No cross-function type inference. The Wirth type systems require explicit type annotations on procedure parameters and return values. The compiler never infers a type across a procedure boundary. Hindley-Milner-style whole-function inference, where the type of a local variable depends on the types of remote uses, cannot be performed in a single pass without materialising a constraint graph that spans the function body. Article A198 treats this constraint in detail.

No whole-program optimisation. The compiler cannot inline across compilation units, cannot devirtualise based on whole-program analysis, and cannot perform link-time optimisation. The Wirth position was that the productivity gains from fast compilation outweighed the marginal execution-time gains from these optimisations for the target application domain. The position is defensible for personal computing and interactive development, where compilation frequency dominates program run time. The position is not defensible for high-throughput server code where each compiled binary runs for years.

No metaprogramming. The Wirth languages have no macro system, no template mechanism in the C++ sense, and no compile-time reflection. A compiler that reads its source in a single pass cannot execute source-level transformations that themselves require reading the source again. The discipline excludes the machinery that would let a programmer extend the language from within.

Legacy and Modern Relevance

Wirth’s languages are no longer widely used in commercial development. Pascal survives in Delphi and Free Pascal as a productive niche language but is not a mainstream commercial target. Modula-2 and Oberon survive as research and pedagogical languages with small user communities. The commercial dominance that Pascal enjoyed in the nineteen eighties did not persist.

The Wirth discipline, by contrast, has survived and returned. The WebAssembly design adopts the Wirth principle of block-structured control flow and single-pass validation. The Go language, whose co-designer Robert Griesemer was a Wirth student at ETH, prioritised compilation speed as a primary design objective and adopted package-level declaration ordering that echoes the Modula-2 module discipline, though Go does not require strict declare-before-use within a package. The Zig language takes a related but distinct posture, emphasising explicit compile-time evaluation as a first-class language feature in place of the multi-pass whole-program-optimisation practices of the C-plus-plus tradition. Small embedded scripting languages that target resource-bounded environments face the same constraint that shaped Wirth’s languages, namely that the compiler must fit inside the target device or within a comparable budget on the development host.

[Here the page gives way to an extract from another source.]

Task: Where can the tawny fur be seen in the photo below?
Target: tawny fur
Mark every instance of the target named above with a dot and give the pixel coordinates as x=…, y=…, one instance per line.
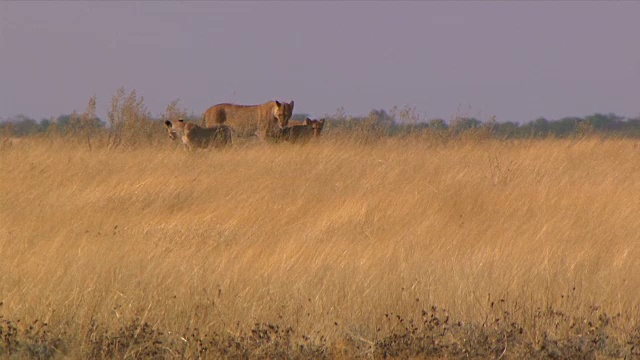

The Oberon compiler source remains the most useful reference for anyone writing a single-pass compiler today. The revised twenty thirteen edition of Project Oberon is available as a portable-document-format file from Wirth’s ETH archive. The four thousand lines are readable in a single afternoon and carry the complete architecture of a working production compiler.

Conclusion

The Wirth line demonstrated across nearly two decades that single-pass compilation is a viable discipline for languages that respect four rules, namely a small language surface, declare-before-use, explicit forward declarations for mutual recursion, and direct code emission without an intermediate tree. The languages were commercially and academically significant in their time. The discipline they embodied has returned in the WebAssembly ecosystem, in Go and Zig, and in the embedded-scripting family. Article A190 treats Turbo Pascal as the commercial demonstration of the same discipline under the closed-source constraint.